Repare Therapeutics has inked a worldwide agreement with Roche for the development and commercialization of camonsertib (RP-3500), an oral small molecule inhibitor of ATR (Ataxia-Telangiectasia and Rad3-related protein kinase) currently in phase I/II trials. The drug was created using Repare’s proprietary synthetic lethality platform and targets tumors with specific genomic alterations including those in the ATM gene (Ataxia-Telangiectasia mutated kinase).
Repare will receive a $125 million upfront payment and is eligible for up to $1.2 billion in potential clinical, regulatory, commercial and sales milestones, including up to $55 million in near-term payments, and royalties on global net sales ranging from high-single-digits to high-teens. Under the collaboration, Roche will assume development of camonsertib with the potential to expand its use in additional tumors and through multiple combination studies.

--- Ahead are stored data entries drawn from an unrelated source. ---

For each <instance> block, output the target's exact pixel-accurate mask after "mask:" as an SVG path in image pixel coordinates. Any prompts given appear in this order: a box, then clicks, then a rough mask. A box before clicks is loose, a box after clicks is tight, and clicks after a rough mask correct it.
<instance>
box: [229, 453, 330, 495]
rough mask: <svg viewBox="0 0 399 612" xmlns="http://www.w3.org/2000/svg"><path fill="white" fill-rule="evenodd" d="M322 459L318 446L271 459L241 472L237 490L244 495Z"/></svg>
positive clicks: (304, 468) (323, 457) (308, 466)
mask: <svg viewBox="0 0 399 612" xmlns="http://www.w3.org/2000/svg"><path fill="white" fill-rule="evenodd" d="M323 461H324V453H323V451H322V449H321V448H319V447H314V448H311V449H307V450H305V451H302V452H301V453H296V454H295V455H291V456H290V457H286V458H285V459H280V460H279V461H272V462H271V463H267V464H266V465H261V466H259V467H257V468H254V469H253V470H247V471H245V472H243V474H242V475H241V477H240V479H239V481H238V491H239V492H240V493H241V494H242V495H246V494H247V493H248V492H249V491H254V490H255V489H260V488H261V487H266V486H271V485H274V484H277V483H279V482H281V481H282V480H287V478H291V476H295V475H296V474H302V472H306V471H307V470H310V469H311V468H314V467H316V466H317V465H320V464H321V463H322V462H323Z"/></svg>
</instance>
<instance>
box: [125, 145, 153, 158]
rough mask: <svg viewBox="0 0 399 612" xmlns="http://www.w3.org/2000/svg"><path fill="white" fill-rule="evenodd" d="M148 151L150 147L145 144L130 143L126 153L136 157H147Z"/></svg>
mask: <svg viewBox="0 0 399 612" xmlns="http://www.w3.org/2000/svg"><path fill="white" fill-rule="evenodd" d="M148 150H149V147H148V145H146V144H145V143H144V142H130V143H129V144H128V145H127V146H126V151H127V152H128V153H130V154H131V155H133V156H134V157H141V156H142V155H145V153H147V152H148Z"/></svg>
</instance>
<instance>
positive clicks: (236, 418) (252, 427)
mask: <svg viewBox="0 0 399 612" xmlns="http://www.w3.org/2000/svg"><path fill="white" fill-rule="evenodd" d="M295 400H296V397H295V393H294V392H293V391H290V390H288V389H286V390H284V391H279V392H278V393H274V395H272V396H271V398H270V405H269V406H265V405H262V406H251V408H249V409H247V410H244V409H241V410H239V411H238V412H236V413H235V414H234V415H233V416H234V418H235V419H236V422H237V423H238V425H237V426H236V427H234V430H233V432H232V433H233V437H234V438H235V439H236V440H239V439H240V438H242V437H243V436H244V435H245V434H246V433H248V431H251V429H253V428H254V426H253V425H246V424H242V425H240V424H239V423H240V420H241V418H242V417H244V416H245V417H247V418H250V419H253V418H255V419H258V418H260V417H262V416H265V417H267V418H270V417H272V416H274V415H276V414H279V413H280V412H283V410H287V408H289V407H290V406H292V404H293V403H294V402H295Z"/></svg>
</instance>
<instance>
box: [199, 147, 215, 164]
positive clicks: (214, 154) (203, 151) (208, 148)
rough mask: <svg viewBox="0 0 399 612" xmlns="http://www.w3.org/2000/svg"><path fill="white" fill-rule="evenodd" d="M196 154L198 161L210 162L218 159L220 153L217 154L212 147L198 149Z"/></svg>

“Camonsertib has the potential to help cancer patients across numerous solid tumors as a monotherapy and possibly in combination with other agents,” said Kim Seth, PhD, EVP and Head of Business and Corporate Development at Repare.
He added that, “Given the encouraging data Repare has generated for camonsertib as a potentially best-in-class ATR inhibitor with a promising tolerability profile and patient selection insights in areas of high unmet medical need, and Roche’s leading global footprint and unique expertise in precision oncology, we are confident that Roche is the ideal partner for us to drive the broad global development and commercialization of camonsertib.”
The collaboration provides Repare with the ability to opt-in to a 50/50 US co-development and profit share arrangement, including participation in US co-promotion if regulatory approval is received. If Repare chooses to exercise its co-development and profit share option, it will continue to be eligible to receive certain clinical, regulatory, commercial and sales milestone payments, in addition to full ex-US royalties
“Roche is excited about the emerging DNA damage response field, which represents a promising new approach to precision oncology,” said James Sabry, MD, PhD, Global Head of Pharma Partnering, Roche. “We are looking forward to partnering with Repare Therapeutics to further develop camonsertib as a new potential treatment option for patients with significant unmet medical needs across a range of tumor types. The collaboration with Repare builds on Roche’s strategy of personalized healthcare and further strengthens our leadership in oncology.”
Repare’s SNIPRx platform is a genome-wide CRISPR-based screening approach using proprietary isogenic cell lines to identify novel and known synthetic lethal gene pairs and the corresponding patients who are most likely to benefit from the Company’s therapies based on the genetic profile of their tumors. Repare’s platform enables the development of precision therapeutics in patients whose tumors contain one or more genomic alterations identified by SNIPRx screening, in order to selectively target those tumors in patients most likely to achieve clinical benefit from resulting product candidates.
Besides lead prospect camonsertib, the company has several other ongoing projects. It’s second clinical candidate, RP-6306, is a PKMYT1 inhibitor currently in Phase 1 clinical development. The company also has a Polθ inhibitor program and several other early-stage, pre-clinical programs.